I due attori hanno un amalgama senza difetti, al punto da dar l’idea che l’uno finisca le battute dell’altra e viceversa. Potrebbero “tener” testa al pubblico anche da soli, ma la storia, nonostante non esca mai da un lussuoso soggiorno, si allarga a nuove variabili e personaggi, come il bislacco conte Serravalle-Scrivia (interpretato da Ruben Rigillo), la pedante domestica Teresa (Antonella Piccolo) e la disinibita segretaria Patrizia (Beatrice Schiaffino), anch’essi eccezionali nel ricoprire la loro piccola-grande parte all’interno di una narrazione che diventa ogni minuto sempre più surreale e imperniata da una comicità contagiosa.

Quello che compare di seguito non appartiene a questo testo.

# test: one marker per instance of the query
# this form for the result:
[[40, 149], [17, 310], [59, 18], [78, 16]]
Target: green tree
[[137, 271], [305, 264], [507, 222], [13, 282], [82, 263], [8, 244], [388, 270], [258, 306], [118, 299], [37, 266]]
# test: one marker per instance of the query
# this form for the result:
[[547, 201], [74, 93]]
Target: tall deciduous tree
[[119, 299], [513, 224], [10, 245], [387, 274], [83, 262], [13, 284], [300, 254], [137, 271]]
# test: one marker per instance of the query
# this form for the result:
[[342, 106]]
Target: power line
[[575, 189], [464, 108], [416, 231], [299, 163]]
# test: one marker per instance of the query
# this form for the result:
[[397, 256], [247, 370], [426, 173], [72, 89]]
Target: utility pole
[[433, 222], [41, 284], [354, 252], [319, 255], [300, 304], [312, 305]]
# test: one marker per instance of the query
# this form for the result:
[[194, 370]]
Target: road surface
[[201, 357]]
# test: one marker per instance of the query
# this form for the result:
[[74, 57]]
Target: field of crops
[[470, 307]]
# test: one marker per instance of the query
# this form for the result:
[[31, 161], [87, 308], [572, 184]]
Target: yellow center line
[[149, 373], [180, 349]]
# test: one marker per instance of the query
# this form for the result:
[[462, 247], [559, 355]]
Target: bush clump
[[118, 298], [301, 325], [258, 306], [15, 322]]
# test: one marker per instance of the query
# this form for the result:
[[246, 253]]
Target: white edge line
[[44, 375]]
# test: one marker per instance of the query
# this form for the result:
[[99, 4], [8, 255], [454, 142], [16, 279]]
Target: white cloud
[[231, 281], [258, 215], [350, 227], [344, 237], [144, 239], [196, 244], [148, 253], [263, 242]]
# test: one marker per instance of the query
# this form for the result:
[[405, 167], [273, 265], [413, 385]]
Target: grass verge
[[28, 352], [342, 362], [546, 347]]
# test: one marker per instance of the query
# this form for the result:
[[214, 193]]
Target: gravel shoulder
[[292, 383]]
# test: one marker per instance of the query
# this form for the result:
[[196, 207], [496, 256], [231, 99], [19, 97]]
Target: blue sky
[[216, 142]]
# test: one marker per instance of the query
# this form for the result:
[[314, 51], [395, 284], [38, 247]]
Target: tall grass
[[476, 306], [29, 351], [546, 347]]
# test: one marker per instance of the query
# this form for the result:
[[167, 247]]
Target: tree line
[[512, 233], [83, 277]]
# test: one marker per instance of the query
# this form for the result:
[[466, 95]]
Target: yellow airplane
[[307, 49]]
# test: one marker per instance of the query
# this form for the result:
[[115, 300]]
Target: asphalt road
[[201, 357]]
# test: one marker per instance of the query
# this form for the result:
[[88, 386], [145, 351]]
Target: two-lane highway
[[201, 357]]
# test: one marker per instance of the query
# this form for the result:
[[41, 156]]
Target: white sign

Alla fine, nei modi più incredibili che si possa immaginare, è l’amore a vincere su tutto, un amore che si solidifica e si rafforza proprio nel comprendere le debolezze, i vizi e persino le meschinità dell’altro.
L’Anatra all’Arancia, però, riesce a essere molto di più: è un antidoto formidabile per smontare problematiche che riteniamo molto spesso insostenibili, un dolce viatico che ci dà il potere di sbarazzarci, o quantomeno affrontare, le nostre imperfezioni col sorriso stampato in volto.